Tori and Russell sat facing each other in the room where Tori had awakened to find Koi standing over her. However, now, thirty-six hours later, the bed was empty. Tori was dressed, had eaten two normal meals.
"Just trying to make a point," Russell said.
"Which is?"
"You're not a being from the planet Krypton."
Tori groaned. "Don't worry. I don't think I could leap over a fireplug, let alone a tall building. But we've still got work to do. Now where's Koi? Have you kept her and Hitasura apart as I asked you to do?"
"Yes, though this is his turf, so it wasn't all that easy. But, I must say, your poisoning has unnerved him.''
"Is that so?" Tori said. "We'll see about that."
''What did you and Koi talk about? You and she were up here for hours."
"I need to do a couple of things before I tell you,'' Tori said. "First off, I need a hookup to the computers at Mail Central. Can you fix that up?''
"No problem. I'll go make the call now. We've rented out space in the Sumitomo Building for about a year now."

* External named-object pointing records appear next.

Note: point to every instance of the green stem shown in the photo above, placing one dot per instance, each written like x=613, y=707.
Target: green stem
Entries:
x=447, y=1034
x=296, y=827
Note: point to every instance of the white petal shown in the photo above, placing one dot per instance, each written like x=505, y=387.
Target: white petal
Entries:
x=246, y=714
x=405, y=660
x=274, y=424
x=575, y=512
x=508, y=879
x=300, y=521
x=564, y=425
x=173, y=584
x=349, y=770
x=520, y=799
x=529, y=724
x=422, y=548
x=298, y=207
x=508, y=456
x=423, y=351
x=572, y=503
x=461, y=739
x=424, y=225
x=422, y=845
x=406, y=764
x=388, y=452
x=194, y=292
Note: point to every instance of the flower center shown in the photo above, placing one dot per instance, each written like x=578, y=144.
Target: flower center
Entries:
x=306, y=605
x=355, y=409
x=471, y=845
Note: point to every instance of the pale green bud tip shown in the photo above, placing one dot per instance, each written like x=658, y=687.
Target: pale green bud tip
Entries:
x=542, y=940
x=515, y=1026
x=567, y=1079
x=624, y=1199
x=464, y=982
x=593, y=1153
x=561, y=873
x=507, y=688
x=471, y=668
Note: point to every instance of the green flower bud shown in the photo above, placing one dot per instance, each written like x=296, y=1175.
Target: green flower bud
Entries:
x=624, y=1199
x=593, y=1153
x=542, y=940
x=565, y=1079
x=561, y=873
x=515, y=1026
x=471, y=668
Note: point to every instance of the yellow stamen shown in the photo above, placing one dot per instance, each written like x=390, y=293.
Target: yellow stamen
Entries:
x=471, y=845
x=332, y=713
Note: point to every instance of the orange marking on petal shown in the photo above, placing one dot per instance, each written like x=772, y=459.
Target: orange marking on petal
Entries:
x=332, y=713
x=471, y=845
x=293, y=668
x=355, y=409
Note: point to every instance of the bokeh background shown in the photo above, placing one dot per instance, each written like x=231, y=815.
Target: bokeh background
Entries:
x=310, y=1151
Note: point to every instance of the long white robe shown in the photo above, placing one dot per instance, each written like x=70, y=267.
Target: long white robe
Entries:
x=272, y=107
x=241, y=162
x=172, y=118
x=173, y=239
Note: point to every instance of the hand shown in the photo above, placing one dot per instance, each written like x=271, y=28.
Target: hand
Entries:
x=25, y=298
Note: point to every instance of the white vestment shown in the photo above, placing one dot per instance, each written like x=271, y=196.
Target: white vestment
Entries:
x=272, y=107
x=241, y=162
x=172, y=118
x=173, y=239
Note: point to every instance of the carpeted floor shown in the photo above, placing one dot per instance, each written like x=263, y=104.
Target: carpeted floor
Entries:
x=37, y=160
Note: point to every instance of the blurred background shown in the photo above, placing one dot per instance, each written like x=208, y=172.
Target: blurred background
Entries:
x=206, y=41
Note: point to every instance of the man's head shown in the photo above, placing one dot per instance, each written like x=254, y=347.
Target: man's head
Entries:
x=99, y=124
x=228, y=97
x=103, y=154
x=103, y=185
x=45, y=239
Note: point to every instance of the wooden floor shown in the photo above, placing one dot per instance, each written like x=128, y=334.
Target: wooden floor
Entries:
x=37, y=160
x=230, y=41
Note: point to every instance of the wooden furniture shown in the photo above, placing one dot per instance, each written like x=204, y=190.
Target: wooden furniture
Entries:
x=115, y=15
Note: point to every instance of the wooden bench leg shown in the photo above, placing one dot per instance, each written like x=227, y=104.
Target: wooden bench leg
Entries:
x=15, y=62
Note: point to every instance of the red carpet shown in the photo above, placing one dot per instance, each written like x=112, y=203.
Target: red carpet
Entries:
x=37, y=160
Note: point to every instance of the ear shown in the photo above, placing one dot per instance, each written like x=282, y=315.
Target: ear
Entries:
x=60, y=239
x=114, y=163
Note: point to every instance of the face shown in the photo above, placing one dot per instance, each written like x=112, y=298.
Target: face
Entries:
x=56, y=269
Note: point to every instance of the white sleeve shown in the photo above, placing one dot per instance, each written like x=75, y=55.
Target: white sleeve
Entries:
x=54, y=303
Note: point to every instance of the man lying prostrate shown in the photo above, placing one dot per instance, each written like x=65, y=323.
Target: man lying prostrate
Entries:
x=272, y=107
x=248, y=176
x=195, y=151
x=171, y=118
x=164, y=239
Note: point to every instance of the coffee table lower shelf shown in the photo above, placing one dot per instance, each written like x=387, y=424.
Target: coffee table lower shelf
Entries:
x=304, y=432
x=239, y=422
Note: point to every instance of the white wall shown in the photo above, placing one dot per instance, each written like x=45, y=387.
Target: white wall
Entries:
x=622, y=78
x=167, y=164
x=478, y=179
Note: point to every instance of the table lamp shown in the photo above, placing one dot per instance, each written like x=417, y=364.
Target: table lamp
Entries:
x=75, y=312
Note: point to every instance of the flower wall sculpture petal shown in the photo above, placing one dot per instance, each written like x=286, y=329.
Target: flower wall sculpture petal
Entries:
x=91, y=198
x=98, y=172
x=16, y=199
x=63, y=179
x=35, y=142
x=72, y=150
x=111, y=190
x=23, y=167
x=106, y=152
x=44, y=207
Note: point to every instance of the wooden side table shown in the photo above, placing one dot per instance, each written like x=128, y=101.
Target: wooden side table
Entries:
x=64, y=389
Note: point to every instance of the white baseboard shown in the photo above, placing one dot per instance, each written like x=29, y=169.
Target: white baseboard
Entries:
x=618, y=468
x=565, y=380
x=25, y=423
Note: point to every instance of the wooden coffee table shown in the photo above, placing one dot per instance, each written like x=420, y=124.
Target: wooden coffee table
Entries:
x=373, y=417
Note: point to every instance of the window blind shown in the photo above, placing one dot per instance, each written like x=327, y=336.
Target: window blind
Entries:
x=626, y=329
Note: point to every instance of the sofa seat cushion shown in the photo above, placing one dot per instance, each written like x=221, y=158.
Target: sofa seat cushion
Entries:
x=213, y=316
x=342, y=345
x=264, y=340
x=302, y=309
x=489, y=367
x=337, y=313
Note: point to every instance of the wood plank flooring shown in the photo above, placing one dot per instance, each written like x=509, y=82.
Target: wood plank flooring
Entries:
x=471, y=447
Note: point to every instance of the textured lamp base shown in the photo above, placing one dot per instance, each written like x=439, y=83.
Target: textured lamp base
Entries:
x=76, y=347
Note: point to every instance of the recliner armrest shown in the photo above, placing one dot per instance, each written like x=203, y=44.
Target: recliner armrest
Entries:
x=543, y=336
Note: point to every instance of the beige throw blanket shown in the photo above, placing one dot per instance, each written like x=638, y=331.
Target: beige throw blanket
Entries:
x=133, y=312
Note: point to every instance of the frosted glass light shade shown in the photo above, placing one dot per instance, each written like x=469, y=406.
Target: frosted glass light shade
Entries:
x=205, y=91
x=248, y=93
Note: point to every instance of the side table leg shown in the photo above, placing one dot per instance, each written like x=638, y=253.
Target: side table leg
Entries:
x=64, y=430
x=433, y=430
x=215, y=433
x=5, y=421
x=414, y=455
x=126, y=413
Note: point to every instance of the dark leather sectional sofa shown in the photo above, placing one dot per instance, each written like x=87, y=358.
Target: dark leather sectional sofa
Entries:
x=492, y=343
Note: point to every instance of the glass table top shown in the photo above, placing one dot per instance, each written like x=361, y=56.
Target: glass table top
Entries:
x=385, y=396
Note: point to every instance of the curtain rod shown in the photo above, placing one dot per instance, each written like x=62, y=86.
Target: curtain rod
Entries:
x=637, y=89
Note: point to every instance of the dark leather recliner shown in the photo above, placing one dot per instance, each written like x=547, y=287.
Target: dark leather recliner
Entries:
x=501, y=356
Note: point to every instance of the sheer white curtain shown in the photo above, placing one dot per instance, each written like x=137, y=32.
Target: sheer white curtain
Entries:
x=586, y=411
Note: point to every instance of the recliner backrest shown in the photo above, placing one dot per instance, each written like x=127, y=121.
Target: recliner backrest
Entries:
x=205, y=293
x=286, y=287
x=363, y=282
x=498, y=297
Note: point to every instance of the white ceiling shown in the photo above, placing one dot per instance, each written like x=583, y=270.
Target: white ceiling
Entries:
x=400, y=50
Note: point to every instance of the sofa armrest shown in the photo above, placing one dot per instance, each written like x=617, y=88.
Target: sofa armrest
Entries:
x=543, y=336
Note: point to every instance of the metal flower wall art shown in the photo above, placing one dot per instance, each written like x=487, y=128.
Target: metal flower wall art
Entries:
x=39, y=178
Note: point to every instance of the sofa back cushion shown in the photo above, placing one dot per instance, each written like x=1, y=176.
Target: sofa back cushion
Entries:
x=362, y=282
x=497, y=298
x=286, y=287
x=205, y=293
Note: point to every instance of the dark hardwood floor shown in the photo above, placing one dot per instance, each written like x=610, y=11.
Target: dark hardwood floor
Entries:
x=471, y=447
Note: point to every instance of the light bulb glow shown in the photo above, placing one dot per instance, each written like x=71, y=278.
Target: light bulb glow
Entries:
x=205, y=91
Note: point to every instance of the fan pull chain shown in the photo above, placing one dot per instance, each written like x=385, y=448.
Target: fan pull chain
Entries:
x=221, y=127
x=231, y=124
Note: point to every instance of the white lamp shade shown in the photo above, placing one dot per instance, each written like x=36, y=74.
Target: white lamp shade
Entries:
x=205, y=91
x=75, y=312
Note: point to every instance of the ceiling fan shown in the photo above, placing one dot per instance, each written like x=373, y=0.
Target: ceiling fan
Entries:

"Good. Then, I'm going to want to interview Hitasura. That's long overdue."
"You bet it is," Russell said. "I have some questions to put to him."
"No. Trust me on this, Russ. I've got to do this alone."
But Russell was already shaking his head. "No way. For one thing, you've just got off a sickbed-"
''Want to arm wrestle?''
"For another, this is a situation of totally unknown consequences. I can't take such a risk with your life."
"Don't worry," Tori said. "Whatever happens, Hitasura won't kill me."
"I don't know that," Russell said firmly, "and despite what you tell me, I can't believe you do, either. No. If you speak to Hitasura at all, it'll be with me in the same room."
"Be realistic, Russ. Hitasura won't talk to you."
"Well, one way or another, you're going to have help when you meet with him."